The rebellion of the Arab Spring, expected to bring so much to so many, has actually taken Egypt a step backwards. The Mubarak regime was to give way and, with it, all the social injustice, the nepotism and corruption. Then came a historic experiment with the Morsi government, the desire for a modern state marked out by democracy. A lamentable failure. Now there’s another ex-General in power, reacting to the insanity of violent acts of terrorism with equal military toughness and brutality. With the middle of 2016 violence has decreased. But! How long will it take?
Egyptians have been living with this dual between evils for more than two years. The country is smeared with traces of blood, branded with death and terror. Violence and counter-violence are routine. The Muslim Brotherhood and the government hate one another. Mutual demonisation. Once there’s a layer of contempt, forgive and forget no longer works. Whether in secret and silence or publicly and passionately. Millions are celebrating a President who shows no mercy. Millions are suffering under this dictatorship. And even more simply want some peace, and that’s in spite of all the crises, in spite of the desperately spiralling cost of even the simplest of lifestyles, something which makes every new day a colossal challenge.
And there’s more. The vast majority of Egyptians are peace-loving people. They’re always keen to help, are mostly friendly, often interested in everything and will always take the trouble. If one or two of them don’t quite manage the eagerness expected of them, and if the urban types of Cairo, Alexandria, Suez, Luxor and Assuan are on a shorter fuse than those in the country, and are more grasping and pushy, then given the millions competing with all the challenges, it’s hardly surprising.
If they can do it or not. Egyptians love order more than anything. They like to know that things are regulated. Going back to Ancient Egypt, the people feared nothing more than the loss of their cosmic force due to a weak Pharaoh and believed this would cause them to slide into chaos. History repeats itself and not only in another ‘revolution’ that consumes its children.
In between the Old Kingdom, the building of the Pyramids, the Middle Kingdom, the heyday of art and literature, the New Kingdom, the era of the master builders, and the later period when the Persians reigned supreme over Egypt, there always came a period of anarchy, of disorder and confusion during which the country would be divided or ruled over by outsiders. Scholars describe these as interim periods. And Egypt is living through one such period now. That’s to say. The problems of now are homemade and typical for human beings in our century.
The fundamental causes of the conflict in Egyptian society are absolutely not, as the west all too hastily and insensitively decrees, about Islam or ethnic disputes.
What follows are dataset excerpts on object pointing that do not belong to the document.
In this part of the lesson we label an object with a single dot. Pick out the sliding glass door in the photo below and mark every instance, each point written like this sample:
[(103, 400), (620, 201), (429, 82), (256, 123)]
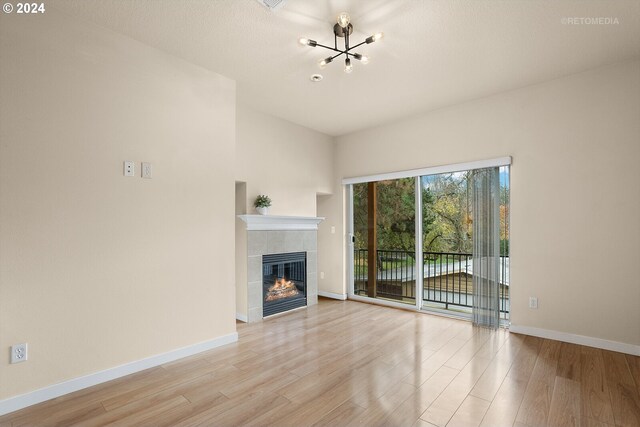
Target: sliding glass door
[(412, 241), (384, 240)]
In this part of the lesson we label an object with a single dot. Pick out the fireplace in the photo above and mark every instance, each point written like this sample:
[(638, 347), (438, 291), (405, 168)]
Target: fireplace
[(284, 282)]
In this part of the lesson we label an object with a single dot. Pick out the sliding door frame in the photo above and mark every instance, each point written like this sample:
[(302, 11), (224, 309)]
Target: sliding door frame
[(419, 264)]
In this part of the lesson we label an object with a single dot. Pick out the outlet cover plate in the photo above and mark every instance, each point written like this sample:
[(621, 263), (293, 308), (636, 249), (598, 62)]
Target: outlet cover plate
[(129, 168), (19, 353), (147, 170)]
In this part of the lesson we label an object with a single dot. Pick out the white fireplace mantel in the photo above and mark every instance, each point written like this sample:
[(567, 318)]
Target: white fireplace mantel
[(279, 222)]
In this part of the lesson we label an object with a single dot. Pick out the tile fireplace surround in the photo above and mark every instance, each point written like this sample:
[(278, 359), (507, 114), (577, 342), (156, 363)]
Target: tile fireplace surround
[(271, 234)]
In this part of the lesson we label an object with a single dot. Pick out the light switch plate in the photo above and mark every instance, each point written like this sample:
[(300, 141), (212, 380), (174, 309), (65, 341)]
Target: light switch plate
[(129, 168), (19, 353), (147, 170)]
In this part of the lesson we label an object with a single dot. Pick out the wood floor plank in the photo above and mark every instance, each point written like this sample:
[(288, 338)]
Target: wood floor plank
[(504, 407), (493, 377), (376, 413), (470, 412), (569, 365), (565, 404), (341, 416), (594, 390), (444, 407), (634, 367), (536, 403), (625, 400), (348, 363)]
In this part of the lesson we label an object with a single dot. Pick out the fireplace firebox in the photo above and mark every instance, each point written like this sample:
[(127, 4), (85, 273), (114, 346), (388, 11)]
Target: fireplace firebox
[(284, 282)]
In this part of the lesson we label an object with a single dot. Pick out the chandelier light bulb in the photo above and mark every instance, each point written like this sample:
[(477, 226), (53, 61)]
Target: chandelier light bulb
[(323, 62), (347, 66), (344, 19), (343, 30), (373, 38)]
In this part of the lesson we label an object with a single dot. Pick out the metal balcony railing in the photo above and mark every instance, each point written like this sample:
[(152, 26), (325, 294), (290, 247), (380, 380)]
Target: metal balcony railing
[(447, 277)]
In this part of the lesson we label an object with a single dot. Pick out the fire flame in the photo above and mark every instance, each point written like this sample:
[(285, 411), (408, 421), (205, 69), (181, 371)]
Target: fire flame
[(282, 288)]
The bitter battle is motivated entirely by worldly matters. With Sisi’s blessing and protection, a few elite groups in a different guise are today defending their economic and political positions of power. They’re quite unscrupulously lining their own pockets, helping themselves to huge portions of the country’s resource only then to squander it, and blocking any development towards a modern society. They obstruct the building of any useful infrastructure and grossly neglect all education and vocational training for the younger generation. It was no different under president Mubarak. And those who were eventually democratically elected would have treated the country in exactly the same way had they not been toppled by the military.
In the naïve expectations of the west, the Muslim Brotherhood were, on account of this perceived success, almost feted and viewed as the harbinger of a democratic development. They, of all people, were romantically idealised as bearers of the salvation of western values of freedom and democracy. What was forgotten was the reality of their special parts of history, the waves of violence and the bloody assassination attempts, their closeness to well-known terrorist organisations in the region and their readiness to break any law, without hesitation, to serve their own interests.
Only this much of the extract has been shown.